Delimiter attacks---END SYSTEM---, [INST] injection
Encoding evasionBase64-encoded instructions, Unicode tricks
Context manipulation”Forget everything above”, “New conversation”
Nested injectionInstructions hidden inside data payloads

Configure via Policy

Prompt injection detection is controlled through the standard policy system.

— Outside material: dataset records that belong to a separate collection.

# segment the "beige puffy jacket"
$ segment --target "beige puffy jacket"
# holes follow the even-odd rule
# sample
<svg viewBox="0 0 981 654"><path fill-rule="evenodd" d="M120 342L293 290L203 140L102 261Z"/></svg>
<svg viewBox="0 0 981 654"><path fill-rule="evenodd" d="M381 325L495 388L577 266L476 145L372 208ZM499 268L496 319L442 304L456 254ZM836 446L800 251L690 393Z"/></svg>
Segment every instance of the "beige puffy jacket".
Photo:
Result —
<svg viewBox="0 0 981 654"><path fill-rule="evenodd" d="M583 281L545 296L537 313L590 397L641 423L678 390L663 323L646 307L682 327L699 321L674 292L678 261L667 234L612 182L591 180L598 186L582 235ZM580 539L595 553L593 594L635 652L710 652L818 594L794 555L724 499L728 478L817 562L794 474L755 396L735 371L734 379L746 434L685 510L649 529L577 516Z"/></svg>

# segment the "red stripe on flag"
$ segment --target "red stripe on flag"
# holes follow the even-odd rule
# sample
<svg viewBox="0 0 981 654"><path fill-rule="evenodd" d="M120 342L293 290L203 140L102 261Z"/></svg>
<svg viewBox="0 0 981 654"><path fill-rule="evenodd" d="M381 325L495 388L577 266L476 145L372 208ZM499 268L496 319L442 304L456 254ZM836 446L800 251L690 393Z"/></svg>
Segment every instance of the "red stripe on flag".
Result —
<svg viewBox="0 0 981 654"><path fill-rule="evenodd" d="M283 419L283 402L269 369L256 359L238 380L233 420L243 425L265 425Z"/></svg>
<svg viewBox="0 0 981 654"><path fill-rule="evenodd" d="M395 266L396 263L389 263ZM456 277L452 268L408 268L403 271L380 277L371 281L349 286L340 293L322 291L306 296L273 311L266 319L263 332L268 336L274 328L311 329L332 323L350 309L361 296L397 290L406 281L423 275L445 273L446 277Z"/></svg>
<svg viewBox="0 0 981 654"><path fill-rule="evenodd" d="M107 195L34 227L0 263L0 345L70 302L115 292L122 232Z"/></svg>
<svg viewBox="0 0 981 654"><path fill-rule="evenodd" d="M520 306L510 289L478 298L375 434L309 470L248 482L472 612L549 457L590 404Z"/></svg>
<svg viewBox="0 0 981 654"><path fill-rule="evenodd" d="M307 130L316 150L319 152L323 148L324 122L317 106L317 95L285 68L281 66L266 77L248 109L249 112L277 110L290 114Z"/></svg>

Create a prompt_injection policy to enable it:
curl -X POST https://api.meshai.dev/governance/policies \
  -H "Authorization: Bearer msh_YOUR_API_KEY" \
  -H "Content-Type: application/json" \
  -d '{
    "name": "block-prompt-injection",
    "policy_type": "prompt_injection",
    "config": {
      "enabled": true,
      "sensitivity": "high"
    },
    "scope": "global",
    "enabled": true
  }'
{
  "success": true,
  "data": {
    "id": "pol_pi_001",
    "name": "block-prompt-injection",
    "policy_type": "prompt_injection",
    "config": {
      "enabled": true,
      "sensitivity": "high"
    },
    "scope": "global",
    "enabled": true,
    "created_at": "2026-03-18T10:00:00Z"
  }
}

Sensitivity Levels

LevelBehavior
lowCatches obvious injection patterns (role override, jailbreak keywords)
mediumAdds delimiter attacks, encoding evasion, and context manipulation
highAll patterns including nested injection and heuristic detection

What the Agent Sees

When a prompt injection is detected, the agent receives:
{
  "error": "Policy violation: prompt_injection — request blocked due to detected prompt injection pattern",
  "policy_id": "pol_pi_001",
  "status": 403
}

Audit Trail

Every blocked injection attempt is logged:
Event TypeDescription
policy.violatedPrompt injection detected (includes matched pattern category and request metadata)
Query injection-related audit events:
curl "https://api.meshai.dev/governance/audit-trail?event_type=policy.violated&policy_type=prompt_injection" \
  -H "Authorization: Bearer msh_YOUR_API_KEY"

Enforcement Architecture

  • Scan path: Proxy scans all messages content before forwarding to the LLM provider.
  • Latency: Pattern matching adds < 2ms overhead per request.
  • Fail-open: If the scanner errors, the request proceeds (logged as a warning).
  • No data exfiltration: Blocked prompts are stored only in MeshAI audit trail, never forwarded.